Name: Ailog - RAG as a Service Platform
Availability: InStock
Rating: 4.8 (156 reviews)

TL;DR

Hallucination = réponse non supportée par le contexte fourni
2 types : intrinsèques (contradictions) et extrinsèques (inventions)
Détection : NLI, LLM-as-judge, métriques de grounding
Prévention : meilleur retrieval, prompts stricts, guardrails
Surveillez les hallucinations en temps réel sur Ailog

Qu'est-ce qu'une Hallucination RAG ?

Dans le contexte RAG, une hallucination est une information générée par le LLM qui n'est pas présente dans les documents récupérés.

Types d'Hallucinations

1. Hallucinations Extrinsèques (Inventions)

Contexte: "Notre entreprise a été fondée en 2010 à Paris."
Question: "Quand et où a été fondée l'entreprise ?"
Réponse: "L'entreprise a été fondée en 2010 à Paris par Jean Dupont."
                                            ^^^^^^^^^^^^^^^^
                                            Inventé - pas dans le contexte

2. Hallucinations Intrinsèques (Contradictions)

Contexte: "Le produit coûte 99€ et est disponible en bleu."
Question: "Quel est le prix du produit ?"
Réponse: "Le produit coûte 89€."
                          ^^^^
                          Contredit le contexte (99€)

3. Hallucinations par Extrapolation

Contexte: "Les ventes ont augmenté de 20% au Q1."
Question: "Comment vont les ventes ?"
Réponse: "Les ventes sont excellentes et devraient atteindre un record cette année."
                                      ^^^^^^^^^^^^^^^^^^^^^^^^^^^^^^^^^^^^^^^^^^^^^
                                      Extrapolation non justifiée

Détection par Natural Language Inference (NLI)

L'approche NLI vérifie si le contexte implique la réponse.

DEVELOPERpython
from transformers import pipeline

nli_classifier = pipeline(
    "text-classification",
    model="facebook/bart-large-mnli"
)

def check_entailment(context: str, claim: str) -> dict:
    """
    Vérifie si le contexte implique la claim.

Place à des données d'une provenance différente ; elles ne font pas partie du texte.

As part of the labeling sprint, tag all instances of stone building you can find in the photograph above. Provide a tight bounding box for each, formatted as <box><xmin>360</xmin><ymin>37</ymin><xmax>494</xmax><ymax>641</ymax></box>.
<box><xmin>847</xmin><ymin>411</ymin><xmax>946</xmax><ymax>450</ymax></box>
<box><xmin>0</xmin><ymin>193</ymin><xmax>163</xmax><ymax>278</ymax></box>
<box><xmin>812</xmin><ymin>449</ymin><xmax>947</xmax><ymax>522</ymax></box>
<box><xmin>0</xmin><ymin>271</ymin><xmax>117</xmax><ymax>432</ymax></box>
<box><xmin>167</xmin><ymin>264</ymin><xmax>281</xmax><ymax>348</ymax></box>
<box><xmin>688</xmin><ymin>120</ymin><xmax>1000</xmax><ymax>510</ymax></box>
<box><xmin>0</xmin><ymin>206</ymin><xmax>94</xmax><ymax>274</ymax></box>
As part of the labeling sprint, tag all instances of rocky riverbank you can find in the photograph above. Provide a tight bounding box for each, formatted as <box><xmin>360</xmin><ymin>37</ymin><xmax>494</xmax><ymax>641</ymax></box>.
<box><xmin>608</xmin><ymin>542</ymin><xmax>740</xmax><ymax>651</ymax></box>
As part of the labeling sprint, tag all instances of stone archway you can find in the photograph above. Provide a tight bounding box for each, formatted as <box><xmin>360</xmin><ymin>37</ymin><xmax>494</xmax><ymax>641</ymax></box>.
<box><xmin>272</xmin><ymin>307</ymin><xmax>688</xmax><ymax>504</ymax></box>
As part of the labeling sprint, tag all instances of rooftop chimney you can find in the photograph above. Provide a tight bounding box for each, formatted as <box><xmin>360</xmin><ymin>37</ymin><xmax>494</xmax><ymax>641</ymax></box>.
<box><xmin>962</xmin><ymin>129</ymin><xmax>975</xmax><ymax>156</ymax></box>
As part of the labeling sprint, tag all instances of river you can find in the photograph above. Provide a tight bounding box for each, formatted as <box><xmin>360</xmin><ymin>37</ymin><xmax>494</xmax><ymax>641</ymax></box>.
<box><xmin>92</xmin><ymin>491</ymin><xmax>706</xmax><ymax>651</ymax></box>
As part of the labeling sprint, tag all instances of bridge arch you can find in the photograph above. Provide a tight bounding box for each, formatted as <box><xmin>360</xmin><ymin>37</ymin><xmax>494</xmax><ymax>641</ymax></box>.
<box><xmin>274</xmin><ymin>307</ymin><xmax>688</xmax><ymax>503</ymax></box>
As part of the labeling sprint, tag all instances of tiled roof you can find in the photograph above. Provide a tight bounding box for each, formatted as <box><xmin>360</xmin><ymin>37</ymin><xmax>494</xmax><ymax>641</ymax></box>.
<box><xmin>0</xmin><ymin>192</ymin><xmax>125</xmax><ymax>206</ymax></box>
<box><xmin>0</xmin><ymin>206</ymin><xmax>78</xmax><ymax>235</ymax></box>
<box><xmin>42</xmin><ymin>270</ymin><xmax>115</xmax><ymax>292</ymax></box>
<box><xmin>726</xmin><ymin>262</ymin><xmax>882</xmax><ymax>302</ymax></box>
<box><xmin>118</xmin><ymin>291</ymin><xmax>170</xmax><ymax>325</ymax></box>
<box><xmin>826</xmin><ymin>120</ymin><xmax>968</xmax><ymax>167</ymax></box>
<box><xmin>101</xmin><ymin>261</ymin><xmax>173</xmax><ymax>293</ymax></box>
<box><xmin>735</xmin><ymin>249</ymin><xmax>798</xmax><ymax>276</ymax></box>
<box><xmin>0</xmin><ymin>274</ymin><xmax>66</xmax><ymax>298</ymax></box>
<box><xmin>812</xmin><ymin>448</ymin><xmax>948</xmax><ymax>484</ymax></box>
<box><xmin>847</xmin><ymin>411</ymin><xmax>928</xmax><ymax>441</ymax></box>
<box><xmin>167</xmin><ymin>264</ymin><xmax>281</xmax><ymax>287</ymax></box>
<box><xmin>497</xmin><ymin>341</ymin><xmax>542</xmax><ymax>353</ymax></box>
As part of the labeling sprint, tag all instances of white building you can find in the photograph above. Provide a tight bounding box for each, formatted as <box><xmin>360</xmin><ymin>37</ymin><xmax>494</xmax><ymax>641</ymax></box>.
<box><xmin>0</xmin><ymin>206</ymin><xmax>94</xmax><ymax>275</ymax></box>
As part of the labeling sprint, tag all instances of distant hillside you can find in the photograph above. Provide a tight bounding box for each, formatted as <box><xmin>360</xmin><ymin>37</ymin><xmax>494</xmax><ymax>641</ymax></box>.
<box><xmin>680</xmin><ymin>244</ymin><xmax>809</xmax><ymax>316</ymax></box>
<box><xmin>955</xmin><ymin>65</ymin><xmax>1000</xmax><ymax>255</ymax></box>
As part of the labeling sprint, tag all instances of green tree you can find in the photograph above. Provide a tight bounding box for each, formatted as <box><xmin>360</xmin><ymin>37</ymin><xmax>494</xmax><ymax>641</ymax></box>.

    Labels: entailment, contradiction, neutral
    """
    # Formater pour NLI
    input_text = f"{context}</s></s>{claim}"

    result = nli_classifier(input_text)

    label = result[0]['label']
    score = result[0]['score']

    return {
        "label": label,
        "confidence": score,
        "is_grounded": label == "entailment",
        "is_contradiction": label == "contradiction"
    }

# Exemple
context = "La livraison prend 3 à 5 jours ouvrés."
claim = "La livraison prend une semaine."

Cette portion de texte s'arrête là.